Really?? Then you sure would be one hard nut to crack then..
Trust me, I'm quiet, but focused on what I want. I stand my ground.
Re: Will One Million Naira Be Enough For Both Traditional And White Weddings? by Rexnegro(m): 1:05pm On Aug 24, 2018
iyke649:
Hello folks. I'm planning to wed my fiancee. Considering how tight this country is I want to know if the above amount is adequate to do both traditional n white wedding. My fiancee is igbo. Same with me
yes it should enough if u combine the two types of wedding same day, time management is key here tho....beside why white wedding ? am sure it's Ur fiancee wish to wear white wedding gown abi ? women sha they can be crazy abt white wedding ehn. remember there's no award for best wedding ever , do ur thing bro according to Ur budget don't ever be tempted to spend past Ur budget. don't spend crazily on wedding and be broke in the marriage except u have billions somewhere . be wise
Re: Will One Million Naira Be Enough For Both Traditional And White Weddings? by 1miccza: 1:06pm On Aug 24, 2018
Caseless:
Trust me, I'm quiet, but focused on what I want. I stand my ground.

That's good to know cos without such a trait a guy can be easily tossed here and there..
Re: Will One Million Naira Be Enough For Both Traditional And White Weddings? by zuto4u(m): 1:07pm On Aug 24, 2018
Hmmmm!! Speechless. Bro thank you so much for your heartfelt advice. Honestly, u have just poured cold water on me and have given me a reason to think twice. Your advice is much appreciated bro. And as for putting her to test, I will do just that. The truth is that I don't really know much about women and their way.
WritePal:


Guy, you're setting a very, very wrong foundation. Do you want to hear the naked truth? If that girl told you all that, and you think she's not extravagant, she is god-fearing and all the blah, blah, blah, she is actually pretending. You'll see the real one after the wedding.

I challenge you to test her. Tell her you did a wrong business (cook up a really believable story) and lost about a million naira and you must look the part oo. Act it well. Tell her if she can find or get someone to loan you half a million for a quick business opportunity and you'll pay back. Pester her if she delays. Watch her.

All the mask will start falling off. If she passes the test, collect the money and pay back about a month later.

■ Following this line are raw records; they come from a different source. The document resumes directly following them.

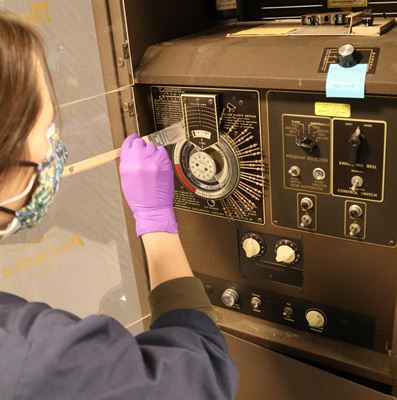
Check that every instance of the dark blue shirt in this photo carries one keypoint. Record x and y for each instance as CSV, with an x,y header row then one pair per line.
x,y
54,355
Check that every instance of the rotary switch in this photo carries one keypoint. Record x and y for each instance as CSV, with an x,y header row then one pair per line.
x,y
315,318
287,252
253,245
348,56
230,297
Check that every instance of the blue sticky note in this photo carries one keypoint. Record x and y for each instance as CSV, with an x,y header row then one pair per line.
x,y
346,82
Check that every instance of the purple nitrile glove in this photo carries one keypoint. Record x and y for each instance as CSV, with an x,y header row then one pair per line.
x,y
147,180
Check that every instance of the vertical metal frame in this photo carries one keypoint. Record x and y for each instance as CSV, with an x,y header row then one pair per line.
x,y
115,61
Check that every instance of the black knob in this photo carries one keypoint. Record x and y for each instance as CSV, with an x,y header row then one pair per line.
x,y
306,142
348,56
355,143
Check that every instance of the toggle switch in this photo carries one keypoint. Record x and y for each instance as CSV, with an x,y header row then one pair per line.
x,y
355,142
354,229
356,182
230,297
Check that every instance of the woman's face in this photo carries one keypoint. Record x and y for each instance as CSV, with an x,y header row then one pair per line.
x,y
37,146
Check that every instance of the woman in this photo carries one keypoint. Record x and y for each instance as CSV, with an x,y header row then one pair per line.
x,y
51,354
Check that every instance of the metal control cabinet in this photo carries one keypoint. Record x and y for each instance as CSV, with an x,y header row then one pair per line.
x,y
285,198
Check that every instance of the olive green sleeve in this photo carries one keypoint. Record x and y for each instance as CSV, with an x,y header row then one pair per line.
x,y
186,292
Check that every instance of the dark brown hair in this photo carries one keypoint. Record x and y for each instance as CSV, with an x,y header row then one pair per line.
x,y
20,97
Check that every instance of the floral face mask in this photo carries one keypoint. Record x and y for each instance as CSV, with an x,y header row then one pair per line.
x,y
47,175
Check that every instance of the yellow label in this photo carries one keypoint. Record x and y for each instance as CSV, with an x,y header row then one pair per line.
x,y
346,3
332,109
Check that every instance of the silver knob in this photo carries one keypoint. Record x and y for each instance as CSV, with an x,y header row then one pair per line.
x,y
354,229
230,297
355,211
294,171
315,319
306,203
306,221
318,174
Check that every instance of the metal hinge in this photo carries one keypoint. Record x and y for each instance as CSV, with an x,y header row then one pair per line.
x,y
126,54
128,108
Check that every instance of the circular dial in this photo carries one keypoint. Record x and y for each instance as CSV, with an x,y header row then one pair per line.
x,y
348,56
253,245
212,173
287,252
202,166
315,318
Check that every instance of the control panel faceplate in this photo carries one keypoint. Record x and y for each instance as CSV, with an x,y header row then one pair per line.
x,y
338,173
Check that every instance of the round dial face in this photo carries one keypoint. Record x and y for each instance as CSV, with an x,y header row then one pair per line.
x,y
212,173
202,166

Let he pester you too before you do. Can't talk much here, anyway. But let me ask you something else... Do you think all the married men who spent like you for their wedding will repeat same if the could turn back the hands of time? They'll tell you never! Instead, they'll spend 30-40% of the sum and invest the rest for after-wedding life. Speak with successful married men please.





2 Likes

Re: Will One Million Naira Be Enough For Both Traditional And White Weddings? by iyke649(m): 1:07pm On Aug 24, 2018
okey4reel:

Guy no fear about list, when the list is out just tick what you can afford, if u see 4 cartons of beer reduce am to 1 carton, everyone knows the country is hard, that was what i did during my trad wedding too last year, and look for an elder you can rub mind with and let them know that there is life after wedding oh, unless they want their daughter to go hungry.
. God bless you my brother. So how much u kon finally spend?
Re: Will One Million Naira Be Enough For Both Traditional And White Weddings? by zicoraads: 1:08pm On Aug 24, 2018
Chizzyferd:
Guy Igbo list are normally around 500k because my in-law was given a list of 550k but we advice him to do the major things on the list that he can afford and forget the minor ones so my man I advise you budget 250k for traditional and 450k for white wedding then you have 300k change no honeymoon because guy the economy is tight so in conclusion do the necessary things and forget the less important ones.
shocked shocked shocked shocked

Pocohantas!!!
Re: Will One Million Naira Be Enough For Both Traditional And White Weddings? by anigold(m): 1:08pm On Aug 24, 2018
zinnydan:
Yes..it'll even be enough for honeymoon
yes it will be if the lady is Yoruba but if Igbo or any south south lady it won't be enough
Re: Will One Million Naira Be Enough For Both Traditional And White Weddings? by ojasweb(m): 1:09pm On Aug 24, 2018
Caseless:
you sef. If their daughter love you, she should prevail on her people.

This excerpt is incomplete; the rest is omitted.